I musei civici di Venezia resteranno chiusi fino al primo di aprile. Con o senza dpcm, le decisione del cda della Fondazione che riunisce Palazzo Ducale, Ca' Rezzonico, Correr, Ca' Pesaro, Palazzo Fortuny, Storia Naturale, Mocenigo e altri quattro musei della laguna, ha annunciato una serrata prolungata fino a primavera, indipendentemente dalla possibile riapertura annunciata dal Ministero per il 15 di gennaio; pandemia permettendo. La decisione, contestata da Cgil e Uil che avevano già picchettato davanti al Ducale in luglio chiedendo una riduzione della cassa dal 90% al 25% delle ore lavorabili, è stata presa a causa dell'assenza totale di turismo in città e dei mancati introiti ai botteghini. Tuttavia, la Fondazione risulta in testa all'elenco dei musei che hanno inoltrato domanda al governo per il ristoro dei mancati incassi, ricevendo un contributo pari a quasi 7 milioni di euro (esattamente 6.923.294) chiudendo così il 2020 in attivo rispetto al suo budget annuale.
Resta il dubbio sul perché la Giunta Brugnaro, che guida la Fondazione, abbia scelto di posticipare il rilancio a prescindere dal decreto governativo e da tutte le misure di prevenzione necessarie anti-covid messe in campo da mesi per rendere le visite sicure e distanziate, compresi gli slot di ingresso ridotti e i moderni rilevatori di temperatura acquistati per ogni accesso. Grazie a tutti i lavoratori in cassa integrazione al 100% sino ad aprile, la Fondazione risparmierà tuttavia altri 600 mila euro e questo spiega la manovra al risparmio in vista di una stagione più florida legata all'incoming straniero.
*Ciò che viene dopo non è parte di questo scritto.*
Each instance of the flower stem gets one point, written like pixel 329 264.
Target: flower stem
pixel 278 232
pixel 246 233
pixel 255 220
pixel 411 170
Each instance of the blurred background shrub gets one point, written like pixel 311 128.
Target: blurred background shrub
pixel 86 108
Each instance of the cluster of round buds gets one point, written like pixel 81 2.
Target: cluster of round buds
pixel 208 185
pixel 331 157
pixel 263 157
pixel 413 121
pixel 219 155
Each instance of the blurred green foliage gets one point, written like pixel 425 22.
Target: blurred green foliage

Una logica che svilisce purtroppo la funzione pubblica del museo, come servizio alla comunità, di fronte al peso del turismo come unico reddito di posizione. Stupisce inoltre che la politica di chiusura non sia circoscritta agli addetti alle relazioni con il pubblico, ma anche a tutto il settore scientifico; curatori, archivisti, restauratori e quanti potrebbero lavorare alla conservazione e alle programmazione rimasta in sospeso insieme alle ricerche e allo studio che distingue la vita di un museo dietro le quinte dei percorsi.
Le organizzazioni sindacali hanno, di contro, proposto di far accedere i lavoratori al Fondo Nuove Competenze istituito dal governo e che prevede il pagamento di 250 ore di formazione per lavoratore, pari circa a tre mesi di stipendi pagati. Questo garantirebbe un risparmio per le casse della Fondazione ma anche un aggiornamento utile al personale. In attesa che la Fondazione accetti la proposta, la cultura a Venezia resterà chiusa con una offerta virtuale che non brilla per iniziativa. All'indomani di un altro annuncio da parte dell'Ales spa, la società strumentale del Mibact, decisa a non rinnovare i contratti degli operatori impegnati in mezza Italia col servizio pubblico in scadenza al 31 dicembre, si teme un effetto domino che rischia di convincere altri istituti ad aspettare tempi migliori. Sempre a Venezia, si conta però sulla riapertura delle Gallerie dell’Accademia, che già a maggio si erano distinte come il primo museo italiano ad aver accolto i visitatori dopo il lockdown.